A growing portion of research in biology and biomedicine is characterized by the analysis of large, multidimensional data sets, ranging from genomic and transcriptomic data to clinical data sets from large patient cohorts. These data sets, and the phenomena characterized by them, require novel analysis methods, which, in turn, drives much mathematical, statistical, and computational research. One important strand of this research is the search for nonlinear dimension reduction methods. Another is topological data analysis (TDA), a method based on concepts from algebraic topology, that captures the geometric shape of high-dimensional data sets. TDA has been successfully applied to a range of data, from molecular to population-level data. And it has stimulated extensive research into its theoretical foundations as well as novel applications. A large number of workshops, conference presentations, and publications are witness to a broad interest in this methodology within the mathematical biology community.

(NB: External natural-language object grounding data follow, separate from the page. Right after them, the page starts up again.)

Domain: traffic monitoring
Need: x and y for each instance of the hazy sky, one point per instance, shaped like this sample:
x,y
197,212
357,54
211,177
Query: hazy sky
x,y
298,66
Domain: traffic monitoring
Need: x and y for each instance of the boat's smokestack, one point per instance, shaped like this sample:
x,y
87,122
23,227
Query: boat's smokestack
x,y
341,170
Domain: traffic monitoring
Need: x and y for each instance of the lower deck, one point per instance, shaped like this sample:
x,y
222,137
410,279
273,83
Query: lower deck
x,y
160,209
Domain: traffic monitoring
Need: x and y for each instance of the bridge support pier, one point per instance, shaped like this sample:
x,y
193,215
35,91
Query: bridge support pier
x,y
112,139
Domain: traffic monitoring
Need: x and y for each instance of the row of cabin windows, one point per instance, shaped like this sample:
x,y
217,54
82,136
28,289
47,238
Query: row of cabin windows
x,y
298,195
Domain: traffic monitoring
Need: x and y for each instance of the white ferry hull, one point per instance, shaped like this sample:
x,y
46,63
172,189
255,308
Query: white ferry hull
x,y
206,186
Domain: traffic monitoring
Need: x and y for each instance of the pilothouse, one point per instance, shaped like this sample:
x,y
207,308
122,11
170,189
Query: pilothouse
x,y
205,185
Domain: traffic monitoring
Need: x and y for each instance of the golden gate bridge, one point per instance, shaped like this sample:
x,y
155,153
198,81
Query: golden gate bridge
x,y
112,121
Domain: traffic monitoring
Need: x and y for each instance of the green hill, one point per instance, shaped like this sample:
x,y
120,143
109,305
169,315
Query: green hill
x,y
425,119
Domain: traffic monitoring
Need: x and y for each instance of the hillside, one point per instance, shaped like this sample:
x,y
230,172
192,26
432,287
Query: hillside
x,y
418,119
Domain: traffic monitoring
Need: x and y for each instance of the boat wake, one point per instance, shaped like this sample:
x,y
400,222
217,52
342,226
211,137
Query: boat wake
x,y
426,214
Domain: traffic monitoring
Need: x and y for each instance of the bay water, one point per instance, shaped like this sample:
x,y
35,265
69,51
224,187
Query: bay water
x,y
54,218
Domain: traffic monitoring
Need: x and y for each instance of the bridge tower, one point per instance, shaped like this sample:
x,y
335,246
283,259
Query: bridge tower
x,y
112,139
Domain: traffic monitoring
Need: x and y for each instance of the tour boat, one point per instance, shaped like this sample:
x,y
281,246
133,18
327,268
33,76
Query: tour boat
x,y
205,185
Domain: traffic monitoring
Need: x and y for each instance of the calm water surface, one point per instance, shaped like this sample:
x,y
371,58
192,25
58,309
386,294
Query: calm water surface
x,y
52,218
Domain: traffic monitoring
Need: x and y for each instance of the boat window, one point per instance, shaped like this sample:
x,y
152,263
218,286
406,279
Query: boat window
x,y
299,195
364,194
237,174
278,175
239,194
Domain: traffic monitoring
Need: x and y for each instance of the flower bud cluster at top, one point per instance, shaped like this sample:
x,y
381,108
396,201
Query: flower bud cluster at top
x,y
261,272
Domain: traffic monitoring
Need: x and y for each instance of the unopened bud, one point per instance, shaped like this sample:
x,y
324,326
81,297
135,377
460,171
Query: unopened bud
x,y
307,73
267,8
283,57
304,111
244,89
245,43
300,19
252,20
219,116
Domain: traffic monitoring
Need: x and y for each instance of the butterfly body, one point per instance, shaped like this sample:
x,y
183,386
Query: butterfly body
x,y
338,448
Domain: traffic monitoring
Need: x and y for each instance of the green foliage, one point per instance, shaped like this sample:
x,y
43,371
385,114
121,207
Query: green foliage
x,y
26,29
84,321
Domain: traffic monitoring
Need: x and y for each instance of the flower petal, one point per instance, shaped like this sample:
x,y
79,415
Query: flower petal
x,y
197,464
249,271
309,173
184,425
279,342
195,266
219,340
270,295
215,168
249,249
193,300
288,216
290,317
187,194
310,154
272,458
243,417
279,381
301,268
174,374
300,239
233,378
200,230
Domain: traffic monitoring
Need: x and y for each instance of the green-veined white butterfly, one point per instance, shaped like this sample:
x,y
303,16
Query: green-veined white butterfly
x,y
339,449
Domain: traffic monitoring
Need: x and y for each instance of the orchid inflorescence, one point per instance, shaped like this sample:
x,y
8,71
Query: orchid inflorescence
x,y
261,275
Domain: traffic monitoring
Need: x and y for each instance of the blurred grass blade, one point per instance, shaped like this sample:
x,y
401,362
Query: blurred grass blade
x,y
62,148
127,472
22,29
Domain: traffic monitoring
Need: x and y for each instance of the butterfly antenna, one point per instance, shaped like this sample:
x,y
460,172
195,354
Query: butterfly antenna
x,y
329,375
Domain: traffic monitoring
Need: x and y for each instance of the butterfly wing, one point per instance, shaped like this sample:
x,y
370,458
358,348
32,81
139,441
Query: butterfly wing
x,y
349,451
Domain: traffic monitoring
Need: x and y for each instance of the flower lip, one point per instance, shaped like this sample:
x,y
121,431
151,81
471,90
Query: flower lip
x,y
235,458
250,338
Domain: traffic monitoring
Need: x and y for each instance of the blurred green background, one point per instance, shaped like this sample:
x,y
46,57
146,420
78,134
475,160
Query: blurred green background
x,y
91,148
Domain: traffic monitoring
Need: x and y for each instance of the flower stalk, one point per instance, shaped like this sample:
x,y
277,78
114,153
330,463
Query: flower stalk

In this issue, we publish two tutorial articles on topological data analysis, both based on presentations during the workshop “Topological, Geometric, and Statistical Techniques in Biological Data Analysis” at the Mathematical Biosciences Institute in 2016. Facundo Mémoli and Kritika Singhal provide “A primer on persistent homology of finite metric spaces,” and Min Ho Cho, Amir Asiaee, and Sebastian Kurtek’s article is entitled “Elastic statistical shape analysis of biological structures with case studies: a tutorial.” The two articles together provide an introduction to the subject, with the necessary mathematical background and with extensive applications of the techniques. It is our hope that they will provide a useful introduction to the topic for the broader mathematical biology community. They also form the nucleus of a thematic collection of articles on the topic, and we invite the submission of articles on topological data analysis in all article categories, from research to educational and perspective articles. These will be collected together over the next 2 years into a virtual TDA theme issue. We look forward to seeing this data analysis technique grow in our field.